Our local Alesund guide and a local troll
Our local Alesund guide and a local troll

I love that Hurtigruten works only with local tour companies, so the guides clearly know their city. And in case you don’t want to opt for a tour, we get a handout with high points and a recommended walk. Some hardy hikers from the ship opted to climb up Aksla Mountain, 418 steps to the top, famous for the views from the top.

Hurtigruten's MS Trollfjord docked in Alesund
Hurtigruten’s MS Trollfjord docked in Alesund

Alesund also played a large role in World War II history with brave locals operating the “Shetland Bus,” taking many of those fleeing the Nazis to the Shetland Islands, from where they could go on to Scotland. The penalty for fleeing or helping those escape was death and there is a monument to those who left. More than 300 died and 75 were caught and killed. Some 500 returned as soldiers.

There is also a statue memorializing Joachim Renneberg, a native from Alesund, who was among those who successfully led the attack on the Nazi Heavy Water Factory of Vemork, one of the most important and successful allied sabotage missions during the water. The Nazis were producing heavy water that they hoped to use in their atomic bomb development, though that never came to fruition. Incredibly, all of the 10 commandos escaped, some skiing in subzero temperatures to Sweden. The story became a popular film starring Kirk Douglas, Richard Harris and other A-Listers, “Heros of Telemark,” made in 1965.
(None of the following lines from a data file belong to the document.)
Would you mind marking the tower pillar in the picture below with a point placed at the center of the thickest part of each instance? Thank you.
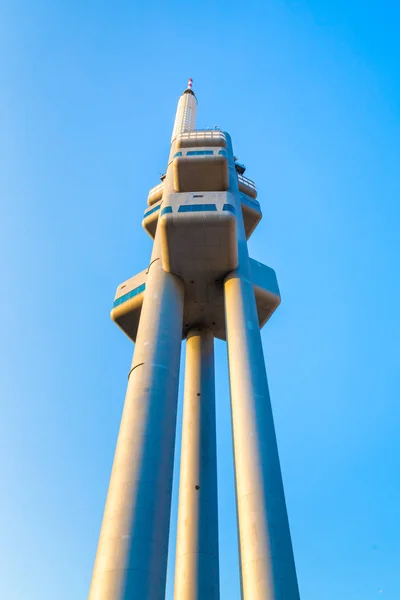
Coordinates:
(131, 560)
(265, 548)
(197, 566)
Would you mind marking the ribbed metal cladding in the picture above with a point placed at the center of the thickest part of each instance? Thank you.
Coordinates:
(185, 119)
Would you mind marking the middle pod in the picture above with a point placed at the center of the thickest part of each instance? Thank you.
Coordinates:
(198, 234)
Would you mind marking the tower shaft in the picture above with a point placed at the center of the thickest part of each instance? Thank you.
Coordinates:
(197, 563)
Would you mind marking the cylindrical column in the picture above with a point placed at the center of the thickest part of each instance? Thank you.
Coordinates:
(131, 556)
(197, 566)
(267, 563)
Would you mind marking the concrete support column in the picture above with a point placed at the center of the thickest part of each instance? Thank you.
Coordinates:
(131, 559)
(266, 555)
(197, 565)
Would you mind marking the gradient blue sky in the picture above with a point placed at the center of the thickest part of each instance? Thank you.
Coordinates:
(309, 90)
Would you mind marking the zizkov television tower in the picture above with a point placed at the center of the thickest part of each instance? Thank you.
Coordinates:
(199, 284)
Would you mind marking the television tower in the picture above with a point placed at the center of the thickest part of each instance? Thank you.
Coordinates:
(199, 284)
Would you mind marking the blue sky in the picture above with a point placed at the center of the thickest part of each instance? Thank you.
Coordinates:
(310, 92)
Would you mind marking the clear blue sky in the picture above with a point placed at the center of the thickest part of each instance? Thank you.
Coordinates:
(310, 91)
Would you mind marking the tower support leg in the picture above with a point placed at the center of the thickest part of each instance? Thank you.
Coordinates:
(197, 565)
(266, 555)
(132, 551)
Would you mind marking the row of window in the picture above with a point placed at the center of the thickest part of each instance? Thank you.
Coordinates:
(201, 153)
(151, 210)
(129, 295)
(199, 207)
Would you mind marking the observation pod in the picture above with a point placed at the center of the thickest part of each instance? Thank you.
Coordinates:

Back on board, we were again immersed in Norwegian culture as lunch included smoked seafood, the ancient method of food preservation (fishing for cod and then salting for export is a big business here). Some dishes were cooked in beer (our last stop on the walk was to Mono, a microbrewery). An afternoon talk was about the different fish from here — cod, salmon, halibut, shrimp, and King Crab as well as seaweed and kelp. Popular dishes include Bacalao, a tomato-based fish soup with cod, potatoes, and black olives; Rekesmorbrod, an open sandwich piled high with shrimp salad; and Fiske pudding, a kind of fishcakes made with white fish and served with a white sauce. I’m sure there will be opportunities to taste some of these on board.
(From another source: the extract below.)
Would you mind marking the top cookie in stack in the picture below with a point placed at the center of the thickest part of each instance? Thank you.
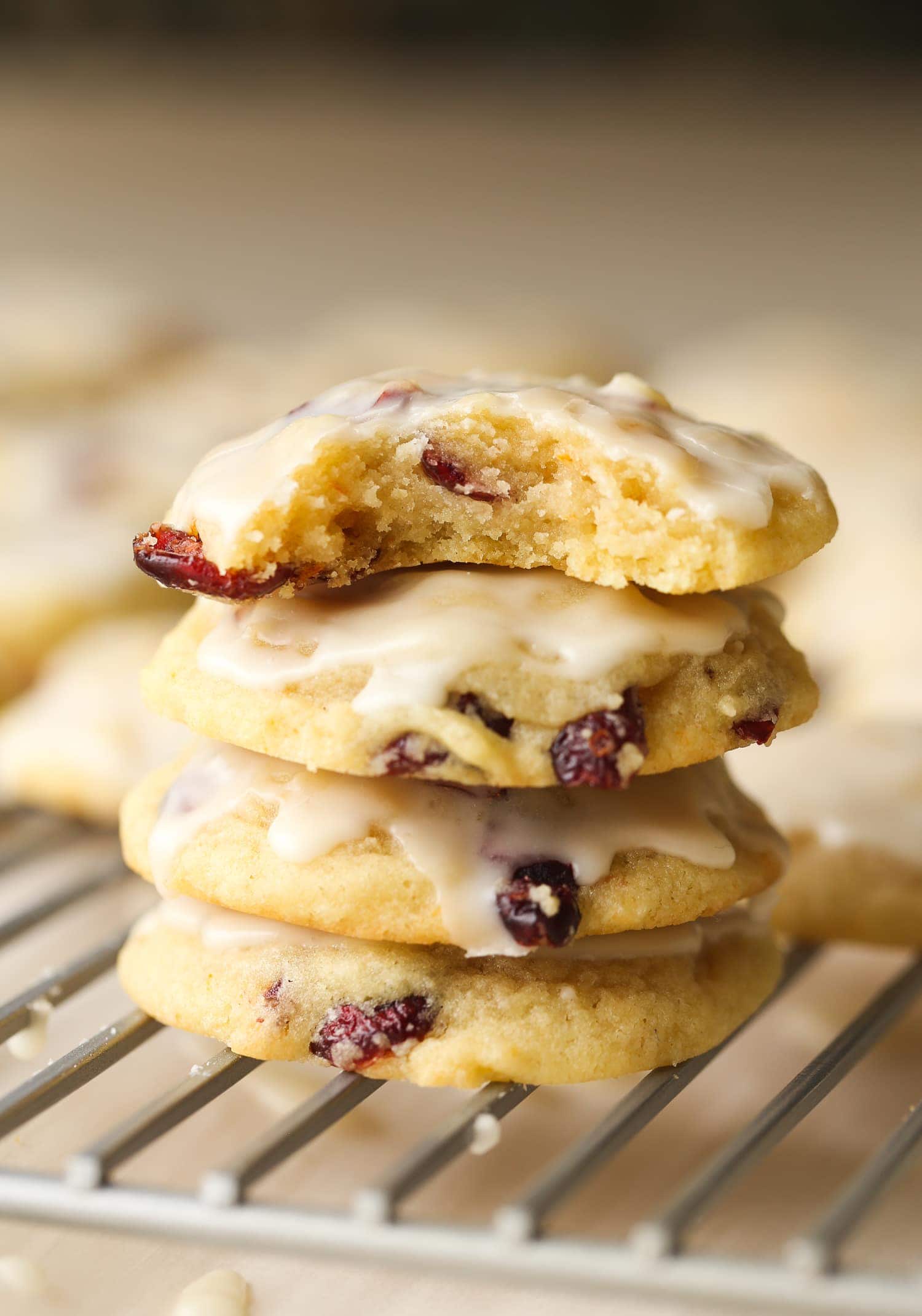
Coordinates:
(321, 903)
(609, 485)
There has been a beer-brewing culture in Norway forever, even a giant Norse god of beer and brewing.

Beautiful mountains of middle Norway seen from Alesund
Beautiful mountains of middle Norway seen from Alesund

Trolls as well. “But the real ones weren’t cute like the ones in the souvenir shops,” our guide told us. “They were mean and would capture you and take you to their mountain caves, never to return.” Bedtime stories, he said, were designed to encourage children to behave…or else.
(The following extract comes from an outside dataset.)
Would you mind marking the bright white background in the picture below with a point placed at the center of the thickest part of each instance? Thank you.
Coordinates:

The modern versions are awfully cute, though.

Then at our next stop in Bronnoysund, there was the poor spurned troll. He was so angry that he fired an arrow at his would-be lover after she rejected him, thus the hole in the middle of Torghatten Mountain.  But as the legend goes, a Troll king blocked the arrow, the mountain his fossilized hat.

More Troll tales to come as we travel farther north.

Loading Christmas tree aboard MS Trollfjord in Bronnysund
Loading Christmas tree aboard MS Trollfjord in Bronnysund

In Bronnoysund, a town of 5,000 people that is exactly in the middle of Norway or as locals joke, “the middle of nowhere.”  The first order of business is loading a large locally cut Christmas Tree onto the ship. We visited an old fish and meat smoking facility, and were treated to an excellent organ concert in Bronnoy Church, the oldest building in town first built in the 12th Century. After several fires from lightning strikes, it has been mainly rebuilt in stone.

We passed the so-called “Love Bridge,” that once was the dividing point between the northern and southern parts of the city. Once upon a time, the bridge was the place two young men would square off to battle for a girl’s heart.

This archipelago, incidentally, boasts some 10,000 small islands where many people had homes. But due to the high cost of heating and maintaining, and transportation to and from the homes (by boat), today those homes are used mainly for holidays.